Why is a post-measurement state a valid quantum state?

Question

Postulate 3 of the postulates of quantum mechanics in Nielsen & Chuang states that

Quantum measurements are described by a collection ${M_m}$ of measurement operators... and the state of the system after the measurement is $$\frac{M_m |\psi \rangle}{\sqrt{\langle \psi | M^\ast_mM_m |\psi \rangle}}$$

I have two related questions:

1. Why is this a valid quantum state? I am looking for a proof-technique that handles an arbitrary choice of $M_m$, but I know generally speaking we want to show that $\langle \phi | \phi \rangle = 1$ to show that an arbitrary vector $|\phi \rangle$ is a valid quantum state.
2. Additionally, $M_m$ is a measurement operator and measurement operators are generally not unitary operators. Can we see the the expression $\frac{M_m}{\sqrt{\langle \psi | M^\ast_mM_m |\psi \rangle}}$ as a unitary operator acting upon $|\psi \rangle$? If so, how can we show that? If not, how should we view the said expression?

Answer 1

1. Define $|\phi\rangle = \frac{M_m |\psi \rangle}{\sqrt{\langle \psi | M^\ast_mM_m |\psi \rangle}}$, then you want to show that $\langle \phi |\phi\rangle = 1$. Note that taking the the inner product $\langle \phi | \phi \rangle$ is the same as multiplying $\langle \phi |$ with $|\phi\rangle$, where $\langle \phi |$ is just the conjugate transpose $|\phi\rangle^*$. So, we have $$\langle \phi | = \left(\frac{M_m |\psi \rangle}{\sqrt{\langle \psi | M^\ast_mM_m |\psi \rangle}}\right)^* = \frac{(M_m |\psi\rangle)^*}{\left(\sqrt{\langle \psi | M^\ast_mM_m |\psi \rangle}\right)^*}$$ $$ = \frac{(|\psi\rangle)^* M_m^*}{\sqrt{\langle \psi | M^\ast_mM_m |\psi \rangle}} = \frac{\langle\psi|M_m^*}{\sqrt{\langle \psi | M^\ast_mM_m |\psi \rangle}},$$ where we've used the fact that the denominator is a real number. Now, if you take the product of $\langle\phi|$ and $|\phi\rangle$, can you see why $\langle \phi | \phi \rangle = 1$?

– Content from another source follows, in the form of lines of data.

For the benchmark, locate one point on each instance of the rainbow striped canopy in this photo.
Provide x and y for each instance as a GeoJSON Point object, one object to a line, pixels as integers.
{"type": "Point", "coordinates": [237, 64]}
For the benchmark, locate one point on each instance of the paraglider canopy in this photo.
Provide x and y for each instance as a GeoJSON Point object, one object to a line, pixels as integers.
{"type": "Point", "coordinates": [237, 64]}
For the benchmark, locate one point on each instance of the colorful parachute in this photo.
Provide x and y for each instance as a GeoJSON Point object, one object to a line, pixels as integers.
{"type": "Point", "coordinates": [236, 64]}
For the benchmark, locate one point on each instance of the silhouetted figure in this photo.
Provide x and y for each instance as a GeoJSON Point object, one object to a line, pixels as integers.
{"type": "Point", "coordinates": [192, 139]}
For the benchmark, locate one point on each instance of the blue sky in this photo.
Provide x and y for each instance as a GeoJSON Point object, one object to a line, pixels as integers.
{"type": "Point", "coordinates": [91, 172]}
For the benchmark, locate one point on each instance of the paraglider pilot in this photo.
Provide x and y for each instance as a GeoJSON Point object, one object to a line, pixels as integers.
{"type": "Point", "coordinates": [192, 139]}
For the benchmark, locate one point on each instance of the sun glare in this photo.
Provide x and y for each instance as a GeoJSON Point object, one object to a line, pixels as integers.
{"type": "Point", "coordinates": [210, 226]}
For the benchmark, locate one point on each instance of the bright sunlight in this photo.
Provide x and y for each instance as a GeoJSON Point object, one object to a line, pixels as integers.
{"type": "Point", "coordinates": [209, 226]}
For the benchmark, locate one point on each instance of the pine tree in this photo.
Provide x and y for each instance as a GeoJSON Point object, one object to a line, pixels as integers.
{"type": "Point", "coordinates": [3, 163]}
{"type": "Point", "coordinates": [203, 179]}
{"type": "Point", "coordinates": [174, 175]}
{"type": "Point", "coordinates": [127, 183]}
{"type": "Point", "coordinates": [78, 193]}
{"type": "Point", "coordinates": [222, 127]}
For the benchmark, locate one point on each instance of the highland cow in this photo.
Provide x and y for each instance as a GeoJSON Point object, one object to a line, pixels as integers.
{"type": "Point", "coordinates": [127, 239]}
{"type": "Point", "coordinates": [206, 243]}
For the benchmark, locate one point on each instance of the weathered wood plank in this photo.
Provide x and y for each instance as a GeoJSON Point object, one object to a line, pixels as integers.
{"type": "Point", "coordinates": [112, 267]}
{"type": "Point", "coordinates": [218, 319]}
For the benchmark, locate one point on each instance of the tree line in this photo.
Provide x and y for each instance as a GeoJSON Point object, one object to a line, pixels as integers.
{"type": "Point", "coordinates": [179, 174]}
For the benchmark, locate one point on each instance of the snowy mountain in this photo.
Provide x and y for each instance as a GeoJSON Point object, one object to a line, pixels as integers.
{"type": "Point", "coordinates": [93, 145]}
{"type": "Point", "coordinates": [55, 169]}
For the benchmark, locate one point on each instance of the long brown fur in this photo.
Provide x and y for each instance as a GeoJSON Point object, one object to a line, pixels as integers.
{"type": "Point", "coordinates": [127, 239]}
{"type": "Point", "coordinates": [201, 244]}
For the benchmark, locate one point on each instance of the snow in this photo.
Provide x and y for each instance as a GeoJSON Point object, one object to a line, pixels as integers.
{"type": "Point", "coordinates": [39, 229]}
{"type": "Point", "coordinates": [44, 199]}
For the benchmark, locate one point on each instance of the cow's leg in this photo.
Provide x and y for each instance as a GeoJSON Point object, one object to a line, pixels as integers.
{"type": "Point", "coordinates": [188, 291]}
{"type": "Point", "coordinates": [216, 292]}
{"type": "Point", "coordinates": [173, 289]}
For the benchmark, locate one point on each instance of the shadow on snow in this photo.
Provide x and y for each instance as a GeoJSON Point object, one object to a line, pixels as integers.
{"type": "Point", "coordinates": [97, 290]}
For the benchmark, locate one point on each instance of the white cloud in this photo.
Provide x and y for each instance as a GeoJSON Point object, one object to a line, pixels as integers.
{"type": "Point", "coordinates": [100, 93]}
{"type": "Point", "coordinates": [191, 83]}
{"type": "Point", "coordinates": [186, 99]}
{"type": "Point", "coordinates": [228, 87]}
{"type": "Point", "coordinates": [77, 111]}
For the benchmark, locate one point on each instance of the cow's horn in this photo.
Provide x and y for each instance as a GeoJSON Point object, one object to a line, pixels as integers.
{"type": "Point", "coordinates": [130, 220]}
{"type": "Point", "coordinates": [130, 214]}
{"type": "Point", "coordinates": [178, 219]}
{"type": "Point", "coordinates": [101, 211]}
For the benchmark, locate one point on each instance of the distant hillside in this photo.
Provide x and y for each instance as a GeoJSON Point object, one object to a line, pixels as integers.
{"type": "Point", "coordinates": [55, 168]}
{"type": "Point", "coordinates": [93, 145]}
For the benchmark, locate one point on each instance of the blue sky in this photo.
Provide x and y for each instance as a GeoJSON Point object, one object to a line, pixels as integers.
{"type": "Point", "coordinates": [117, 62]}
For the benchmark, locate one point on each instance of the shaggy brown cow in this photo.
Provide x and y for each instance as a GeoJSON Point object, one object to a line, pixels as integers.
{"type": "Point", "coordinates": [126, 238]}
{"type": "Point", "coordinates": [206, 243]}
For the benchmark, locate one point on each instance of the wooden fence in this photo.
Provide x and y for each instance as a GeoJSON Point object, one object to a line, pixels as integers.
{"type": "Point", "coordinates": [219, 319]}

2. No, the measurement operators are not generally unitary. Instead, they form a complete set of projectors onto the Hilbert space in which our quantum mechanical objects live. For example, qubits are just vectors $$\begin{pmatrix}a \\ b \end{pmatrix} = a|0\rangle + b|1\rangle \in \mathbb{C}^2,$$ where we've defined $$|0\rangle = \begin{pmatrix}1 \\ 0 \end{pmatrix}, \quad |1\rangle = \begin{pmatrix}0 \\ 1 \end{pmatrix}.$$ When we measure a qubit with respect to the basis $\{|0\rangle, |1\rangle\}$, we obtain some classical outcome $i=0$ or $1$ and the quantum state is projected into the subspace of $\mathbb{C}^2$ spanned by $|i\rangle$. E.g. if we measure $0$, the post-measurement state is $$M_0 (a|0\rangle + b|1\rangle) = a |0\rangle$$ where $$M_0 = |0\rangle \langle 0| = \begin{pmatrix} 1 & 0 \\ 0 & 0 \end{pmatrix}$$ is the projector. But, the state a$|0\rangle$ isn't normalised, so we normalise this state by dividing it by the square root of its own inner product, as we saw in part 1, to just get $|0\rangle$ (up to some complex phase which is irrelevant -- see section 2.2.7 of the book).

Let me know if you require any further details!

Answer 2

Question 1 is just basic linear algebra: Any nonzero vector (with finite norm) divided by its norm is a unit vector. Or in other words, given an arbitrary nonzero $|\phi \rangle$, we know that $\frac{1}{\sqrt{\langle \phi | \phi \rangle}} | \phi \rangle$ has norm $1$. In this case $| \phi \rangle = M_m | \psi \rangle$.